Ronald Book, a Miami-based lobbyist, was the driving force behind getting the street name changed through the state Legislature. Book was a self-described “mediocre” middle-distance runner at UF in the 1970s.
“Jimmy Carnes was my coach, and we became extremely close friends after that,” Book said. “When I worked with Governor (Bob) Graham, I recommended Jimmy to become the head of the (Florida Governor's) Council on Sport and Physical Fitness.
“Jimmy was a wonderful man with a wonderful family. When he passed, I knew I had to do everything within my power as a lobbyist to make sure that he would get this honor.”
Carnes' influence at UF extended beyond SEC titles. He was the first coach to integrate Florida athletics, recruiting African-American long jumper Ron Coleman to a scholarship in 1968. Coleman, an Ocala native, went on to become captain of the team while earning SEC titles for the long jump (1969, indoors) and triple jump (1970, outdoors).
Holloway, who just returned from coaching the U.S. sprinters at the Olympic Games in London, said that Carnes was always encouraging throughout his coaching career.
“Beginning when I coached high school in the area, at Gainesville and at Buchholz, Jim was always an influence,” Holloway said. “He felt like track and field at Florida should be a national power.”
Tom Doerr, a UF track and field athlete from 1973-76, said Carnes was a “gentleman” who delighted in seeing improvement from his athletes.

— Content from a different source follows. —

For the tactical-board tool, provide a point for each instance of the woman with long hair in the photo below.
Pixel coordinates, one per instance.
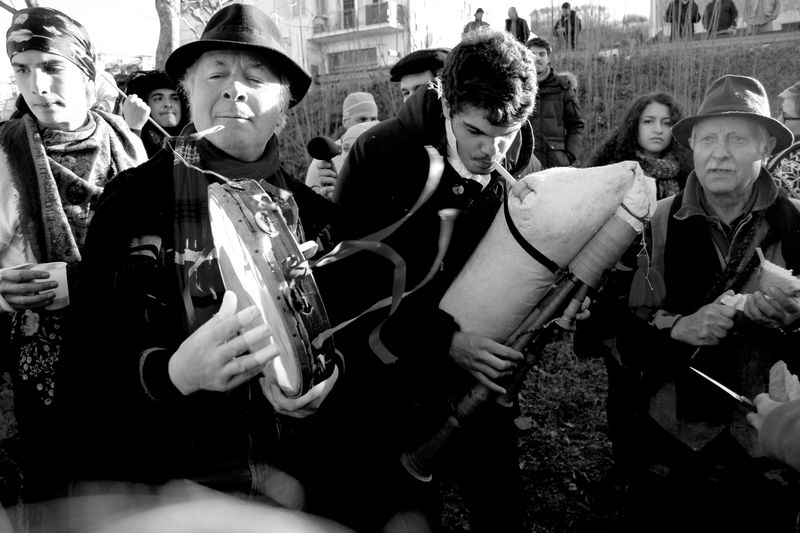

“I learned so many things from him,” said Doerr, a television executive in Houston, Texas. “He was not only a coach for track and field, he was a coach for life.”
Doerr said he last saw Carnes at a UF track and field reunion in the spring of 2009.
“Whether you were a star or someone who was just on the team contributing, he treated you the same way,” Doerr said.
In 1965, Carnes founded the Florida Track Club, which attracted notable athletes such as Marty Liquori, Frank Shorter, Jack Bacheler and Jeff Galloway. Carnes was an assistant coach for the U.S. men's track and field team at the 1976 Olympics in Montreal. He was scheduled to be the head track coach for the 1980 Olympic Games in Moscow, but the U.S. boycotted the games following the former Soviet Union's invasion of Afghanistan.
The unveiling ceremony will take place at 11 a.m. and is expected to last 45 minutes. Carnes' widow, Nanette, is expected to attend the ceremony along with Carnes' four adult children. So are several former athletes who trained under Carnes, including Coleman and Liquori.
Book said the street-naming is a fitting tribute to a coach who touched so many lives.
“I loved the guy,” Book said. “I would have gone to the end of the earth to make sure that this got done.”